Nie wahała się ani sekundy.
— Na Ziemię, gdzie tylko zechcesz, Raoul. Wszędzie.
— Naprawdę? — jego głos stał się wyższy o oktawę.
— Naprawdę — odparła, całkowicie pewna. — Nigdy nie widziałam Ziemi. Urodziłam się tam i przeżyłam pierwsze życie, ale nic z tego nie pamiętam.
— Pokażę ci Wielki Kanion — rzekł Tavalera, wybuchając nagle chłopięcym entuzjazmem. — I Tadż Mahal. I piramidy!
— Chcę zobaczyć zachodni Teksas. Pancho i ja urodziłyśmy się tam.
— Większość tych terenów zalały wody Zatoki Meksykańskiej.
— To będziemy nurkować.
— Można też nurkować na Manhattanie. Albo w Miami.
— Niesamowite!
— Więc wrócisz ze mną tym statkiem? Holly wzięła głęboki oddech.
— Do wyborów nie mogę nigdzie polecieć, Raoul.
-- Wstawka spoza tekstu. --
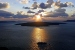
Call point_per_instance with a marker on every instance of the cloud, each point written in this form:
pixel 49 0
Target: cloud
pixel 20 14
pixel 70 4
pixel 23 1
pixel 26 7
pixel 57 13
pixel 46 5
pixel 4 5
pixel 58 4
pixel 30 11
pixel 73 15
pixel 41 11
pixel 34 5
pixel 5 14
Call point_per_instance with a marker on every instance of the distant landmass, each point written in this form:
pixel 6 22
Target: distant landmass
pixel 70 21
pixel 38 24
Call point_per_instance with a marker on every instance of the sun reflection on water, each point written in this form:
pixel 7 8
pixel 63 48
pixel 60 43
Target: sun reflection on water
pixel 38 35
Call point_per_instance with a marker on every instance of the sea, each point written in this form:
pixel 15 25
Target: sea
pixel 56 37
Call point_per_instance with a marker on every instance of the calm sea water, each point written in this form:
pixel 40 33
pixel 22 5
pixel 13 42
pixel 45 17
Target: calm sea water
pixel 15 37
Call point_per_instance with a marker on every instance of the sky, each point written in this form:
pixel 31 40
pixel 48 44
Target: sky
pixel 26 9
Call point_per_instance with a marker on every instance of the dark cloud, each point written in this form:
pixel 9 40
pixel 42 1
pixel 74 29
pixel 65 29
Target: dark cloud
pixel 34 5
pixel 59 4
pixel 41 11
pixel 20 14
pixel 73 15
pixel 57 12
pixel 23 1
pixel 46 5
pixel 26 7
pixel 30 11
pixel 5 14
pixel 43 6
pixel 4 5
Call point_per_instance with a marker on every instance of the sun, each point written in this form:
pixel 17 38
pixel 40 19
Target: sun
pixel 38 18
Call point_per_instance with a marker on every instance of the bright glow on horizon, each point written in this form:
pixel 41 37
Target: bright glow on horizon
pixel 37 18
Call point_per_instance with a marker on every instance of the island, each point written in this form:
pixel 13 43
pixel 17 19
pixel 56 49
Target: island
pixel 39 24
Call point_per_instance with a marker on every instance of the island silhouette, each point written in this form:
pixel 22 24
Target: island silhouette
pixel 40 24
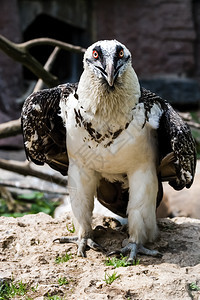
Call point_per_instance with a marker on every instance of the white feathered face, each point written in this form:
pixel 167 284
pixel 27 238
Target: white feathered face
pixel 108 60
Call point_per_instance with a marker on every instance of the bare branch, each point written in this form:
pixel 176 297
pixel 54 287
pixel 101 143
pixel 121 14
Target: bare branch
pixel 20 53
pixel 25 169
pixel 22 186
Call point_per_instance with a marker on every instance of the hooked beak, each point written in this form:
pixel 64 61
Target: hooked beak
pixel 110 74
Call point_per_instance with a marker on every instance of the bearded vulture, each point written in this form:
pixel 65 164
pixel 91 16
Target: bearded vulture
pixel 115 140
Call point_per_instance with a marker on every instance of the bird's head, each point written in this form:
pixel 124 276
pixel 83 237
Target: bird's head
pixel 107 60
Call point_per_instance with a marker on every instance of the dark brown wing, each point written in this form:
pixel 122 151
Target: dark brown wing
pixel 177 157
pixel 176 144
pixel 43 130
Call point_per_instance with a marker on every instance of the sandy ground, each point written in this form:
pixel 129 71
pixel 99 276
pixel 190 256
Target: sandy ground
pixel 28 254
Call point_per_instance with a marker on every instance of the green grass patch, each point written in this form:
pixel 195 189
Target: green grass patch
pixel 110 278
pixel 71 230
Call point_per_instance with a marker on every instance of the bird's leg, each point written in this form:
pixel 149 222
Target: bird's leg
pixel 143 187
pixel 82 185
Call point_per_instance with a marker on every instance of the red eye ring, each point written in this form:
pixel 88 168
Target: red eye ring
pixel 95 54
pixel 121 54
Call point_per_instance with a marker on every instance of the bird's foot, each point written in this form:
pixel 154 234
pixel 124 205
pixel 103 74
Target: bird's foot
pixel 133 249
pixel 82 244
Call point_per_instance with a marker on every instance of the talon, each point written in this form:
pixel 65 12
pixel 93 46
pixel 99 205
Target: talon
pixel 133 249
pixel 82 244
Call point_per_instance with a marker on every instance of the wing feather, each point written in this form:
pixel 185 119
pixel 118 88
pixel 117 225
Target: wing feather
pixel 43 130
pixel 176 145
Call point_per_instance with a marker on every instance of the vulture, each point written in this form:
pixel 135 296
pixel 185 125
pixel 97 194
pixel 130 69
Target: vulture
pixel 115 140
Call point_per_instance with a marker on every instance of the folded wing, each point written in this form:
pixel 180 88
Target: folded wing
pixel 43 130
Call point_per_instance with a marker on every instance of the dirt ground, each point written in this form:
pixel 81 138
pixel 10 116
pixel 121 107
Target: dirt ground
pixel 28 254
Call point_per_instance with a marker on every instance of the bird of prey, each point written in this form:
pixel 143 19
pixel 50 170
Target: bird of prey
pixel 115 140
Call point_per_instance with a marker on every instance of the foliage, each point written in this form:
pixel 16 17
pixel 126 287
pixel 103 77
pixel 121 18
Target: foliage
pixel 62 281
pixel 54 297
pixel 194 287
pixel 9 290
pixel 71 230
pixel 119 262
pixel 110 278
pixel 31 203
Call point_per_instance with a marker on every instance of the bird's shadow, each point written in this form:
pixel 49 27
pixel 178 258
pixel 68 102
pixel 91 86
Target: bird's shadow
pixel 178 242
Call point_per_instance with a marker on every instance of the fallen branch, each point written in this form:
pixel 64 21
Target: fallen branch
pixel 24 168
pixel 20 53
pixel 13 128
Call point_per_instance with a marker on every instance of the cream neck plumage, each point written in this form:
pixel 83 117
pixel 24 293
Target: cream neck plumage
pixel 111 106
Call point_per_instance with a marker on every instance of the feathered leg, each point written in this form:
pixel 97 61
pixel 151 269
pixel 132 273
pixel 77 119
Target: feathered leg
pixel 82 186
pixel 141 210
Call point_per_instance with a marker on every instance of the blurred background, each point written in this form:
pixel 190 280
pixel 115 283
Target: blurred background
pixel 162 35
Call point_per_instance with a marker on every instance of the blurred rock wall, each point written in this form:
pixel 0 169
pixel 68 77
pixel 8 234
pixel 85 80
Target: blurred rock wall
pixel 164 38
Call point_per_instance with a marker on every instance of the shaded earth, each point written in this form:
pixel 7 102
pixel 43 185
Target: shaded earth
pixel 28 254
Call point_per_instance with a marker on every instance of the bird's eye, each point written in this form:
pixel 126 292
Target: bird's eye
pixel 121 54
pixel 95 54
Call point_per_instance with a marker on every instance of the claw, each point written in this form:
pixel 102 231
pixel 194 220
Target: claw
pixel 82 244
pixel 133 249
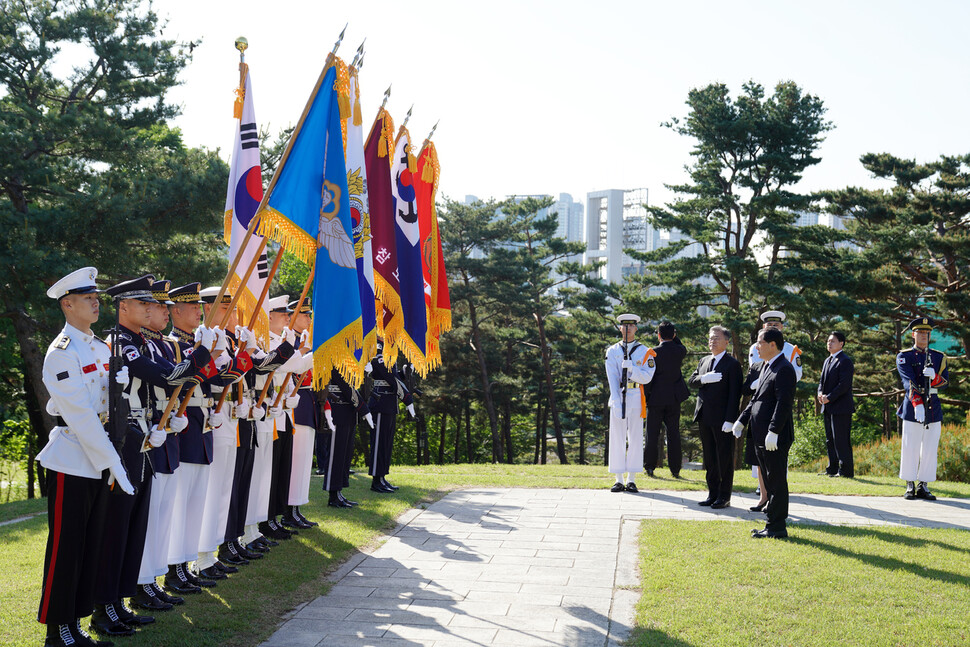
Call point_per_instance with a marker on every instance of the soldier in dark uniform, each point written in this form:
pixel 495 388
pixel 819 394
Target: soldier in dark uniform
pixel 78 458
pixel 923 372
pixel 667 390
pixel 345 404
pixel 127 517
pixel 388 389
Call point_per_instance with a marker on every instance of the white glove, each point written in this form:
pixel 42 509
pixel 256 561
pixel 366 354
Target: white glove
pixel 120 476
pixel 205 336
pixel 771 441
pixel 157 437
pixel 241 411
pixel 246 338
pixel 737 428
pixel 919 412
pixel 221 342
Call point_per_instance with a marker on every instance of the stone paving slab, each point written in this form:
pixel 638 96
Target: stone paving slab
pixel 502 567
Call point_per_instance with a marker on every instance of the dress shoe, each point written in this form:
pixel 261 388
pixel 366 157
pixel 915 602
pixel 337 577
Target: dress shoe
pixel 165 596
pixel 213 573
pixel 131 618
pixel 299 517
pixel 769 534
pixel 910 493
pixel 107 623
pixel 225 568
pixel 387 484
pixel 146 598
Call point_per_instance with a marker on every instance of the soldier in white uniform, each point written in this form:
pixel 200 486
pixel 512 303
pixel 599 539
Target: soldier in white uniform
pixel 629 365
pixel 79 459
pixel 772 319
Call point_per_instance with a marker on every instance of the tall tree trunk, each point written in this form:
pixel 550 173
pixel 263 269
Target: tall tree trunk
pixel 486 384
pixel 550 390
pixel 442 429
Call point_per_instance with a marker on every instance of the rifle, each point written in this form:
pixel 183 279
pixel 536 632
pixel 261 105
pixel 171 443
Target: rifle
pixel 118 409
— Ach — spochmurniał. — Rozumiem.
— Nie martw się — rzekła radośnie. — Malcolm pokona mnie w wyborach i będę mogła lecieć z tobą, gdzie tylko zechcesz.
— A jeśli wygrasz?
— Nie mam na to szans — zapewniła go. I siebie. — Jak tylko podliczą głosy z wyborów, możemy wskakiwać na statek i wracać na Ziemię. Razem.
— Razem — powtórzył.
— Pierwszym statkiem po wyborach.
— Moglibyśmy się pobrać, kiedy wrócimy do domu — wymruczał. — Moim rodzicom by się to spodobało.
— Mnie też.
Ruszyli ścieżką pod górę.
— A jeśli jednak wygrasz?
— Nie wygram.
— Mogłabyś. Zebrałaś ponad siedem tysięcy podpisów pod petycją. A jak ci wszyscy ludzie na ciebie zagłosują?
— Nie zagłosują. Berkowitz prowadzi sondaże wyborcze. Wyniki dziś rano były: sześćdziesiąt dwa do trzydziestu dwóch, sześć procent jeszcze nie podjęło decyzji.
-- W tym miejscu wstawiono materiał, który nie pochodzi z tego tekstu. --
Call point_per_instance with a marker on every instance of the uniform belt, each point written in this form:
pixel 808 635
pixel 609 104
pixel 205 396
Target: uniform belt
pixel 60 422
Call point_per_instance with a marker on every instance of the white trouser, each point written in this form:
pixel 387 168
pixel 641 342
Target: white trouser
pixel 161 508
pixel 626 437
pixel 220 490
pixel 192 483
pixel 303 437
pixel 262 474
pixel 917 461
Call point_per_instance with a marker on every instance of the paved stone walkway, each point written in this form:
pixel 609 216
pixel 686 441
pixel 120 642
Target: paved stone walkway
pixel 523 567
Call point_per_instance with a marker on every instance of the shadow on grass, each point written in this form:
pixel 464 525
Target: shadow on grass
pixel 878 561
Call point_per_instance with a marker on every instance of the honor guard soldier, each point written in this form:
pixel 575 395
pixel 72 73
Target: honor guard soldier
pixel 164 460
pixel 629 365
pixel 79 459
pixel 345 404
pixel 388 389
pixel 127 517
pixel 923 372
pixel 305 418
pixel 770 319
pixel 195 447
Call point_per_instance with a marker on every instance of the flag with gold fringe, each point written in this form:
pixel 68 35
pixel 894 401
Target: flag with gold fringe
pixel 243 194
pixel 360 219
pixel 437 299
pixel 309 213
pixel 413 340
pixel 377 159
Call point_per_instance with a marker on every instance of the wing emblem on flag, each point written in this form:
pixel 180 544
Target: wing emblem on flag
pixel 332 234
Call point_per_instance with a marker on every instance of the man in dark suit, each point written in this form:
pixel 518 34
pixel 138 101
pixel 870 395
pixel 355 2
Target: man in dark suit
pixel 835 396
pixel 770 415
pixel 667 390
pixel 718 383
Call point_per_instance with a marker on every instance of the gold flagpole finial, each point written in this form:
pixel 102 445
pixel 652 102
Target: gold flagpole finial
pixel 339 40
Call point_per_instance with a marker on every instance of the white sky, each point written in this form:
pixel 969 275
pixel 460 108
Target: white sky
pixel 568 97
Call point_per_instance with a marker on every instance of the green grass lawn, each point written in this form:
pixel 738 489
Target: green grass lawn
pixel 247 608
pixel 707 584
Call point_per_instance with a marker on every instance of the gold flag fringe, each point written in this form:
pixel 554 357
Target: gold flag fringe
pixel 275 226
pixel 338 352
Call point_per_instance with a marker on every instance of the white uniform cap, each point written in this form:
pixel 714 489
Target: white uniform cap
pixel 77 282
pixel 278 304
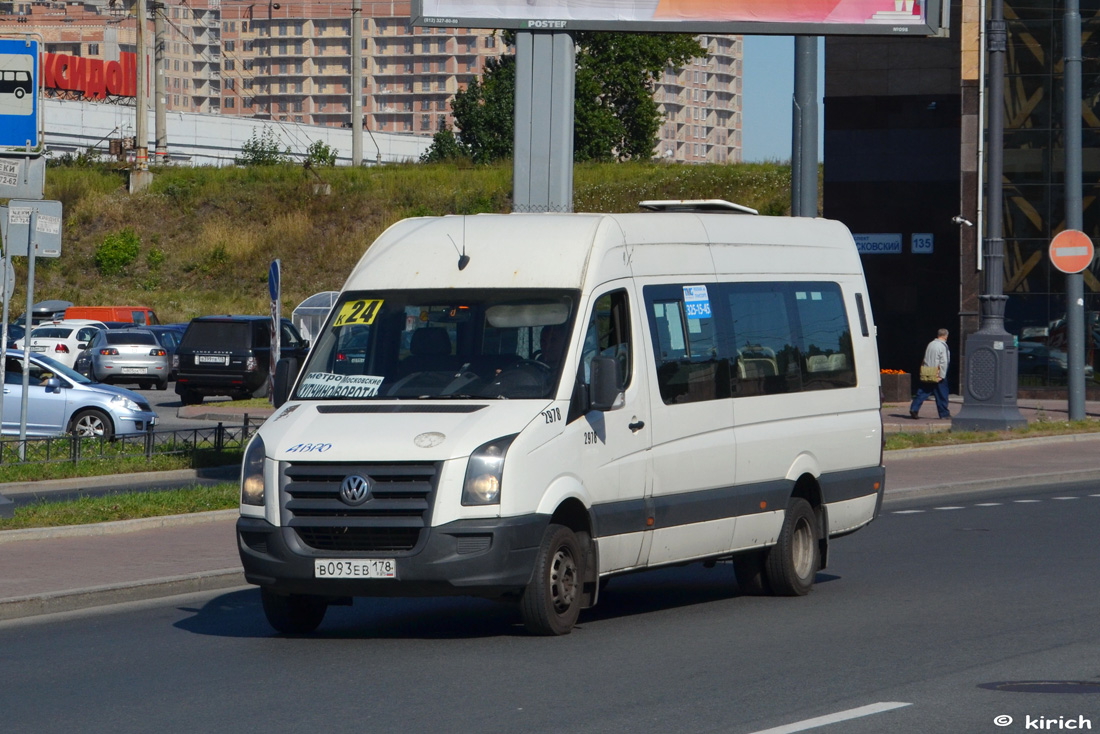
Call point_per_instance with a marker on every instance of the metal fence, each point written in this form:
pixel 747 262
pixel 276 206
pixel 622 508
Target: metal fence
pixel 72 449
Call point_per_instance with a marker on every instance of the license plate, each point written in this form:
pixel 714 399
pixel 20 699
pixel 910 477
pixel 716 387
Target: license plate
pixel 372 568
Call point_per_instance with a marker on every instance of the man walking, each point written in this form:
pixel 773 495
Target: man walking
pixel 936 355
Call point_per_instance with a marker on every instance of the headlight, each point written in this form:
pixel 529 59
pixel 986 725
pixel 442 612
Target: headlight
pixel 483 473
pixel 252 473
pixel 125 403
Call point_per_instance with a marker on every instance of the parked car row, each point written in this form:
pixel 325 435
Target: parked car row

— Mogłabyś się wycofać — zaproponował Tavalera. — Zrezygnować. I polecieć ze mną już teraz.
Holly potrząsnęła głową.
— Nie dam Malcolmowi aż takiej satysfakcji. Niech się trochę podenerwuje przy liczeniu głosów. Wygra, ale nie pozwolę mu zwyciężyć walkowerem.
Tavalera milczał.
— Nie miałabym oczywiście nic przeciwko temu, żeby przegrać jakąś małą liczbą głosów, ale to szaleństwo.
Tavalera wzruszył lekko ramionami.
— Ludzie chcą eksplorować pierścienie i bogacić się.
— Pewnie tak.
Jeśli wygra, już nigdy więcej jej nie zobaczę, pomyślał. A jeśli przegra, może zechcieć zmienić zdanie i zostać. Jakby czytając w jego myślach, Holly rzekła:
— Nie martw się tym tak, Raoul. Pewnie dostanę takie manto w wyborach, że będę się wstydziła pokazać w habitacie.
Tak bardzo chciał jej uwierzyć.
— Sądzisz, że Eberly naprawdę rozmawiał z tymi ludźmi w Selene? — zastanawiał się głośno. — I skalnymi szczurami?
— Powiedział, że tak.
— Ale czy naprawdę to zrobił? Może tylko tak powiedział, żeby zrobić wrażenie na wyborcach.
Holly uśmiechnęła się.
— Mogę to sprawdzić.
Cieszył się, widząc, jak Holly się uśmiecha, choć trochę. A mimo to, idąc przy niej od jednej plamy światła do drugiej w stronę ich mieszkań, Tavalera żałował, że nie umie utrzymać języka za zębami.
Przyjęcie kończyło się, a Urbain czuł się coraz bardziej niespokojny i rozdrażniony. Ludzie odchodzili, parami lub w większych grupach. Śmiechy cichły; dopijano ostatnie drinki. Jako gospodarz przyjęcia, Urbain musiał wreszcie oderwać się od Wunderly i, zgodnie z sugestią żony, przemieścić się w kierunku ścieżki prowadzącej do Aten, gdzie mógł pożegnać się z odchodzącymi. Pracownicy bistra ustawiali puste szklanki na tacach małych robotów, które następnie pędziły w kierunku restauracji w Atenach.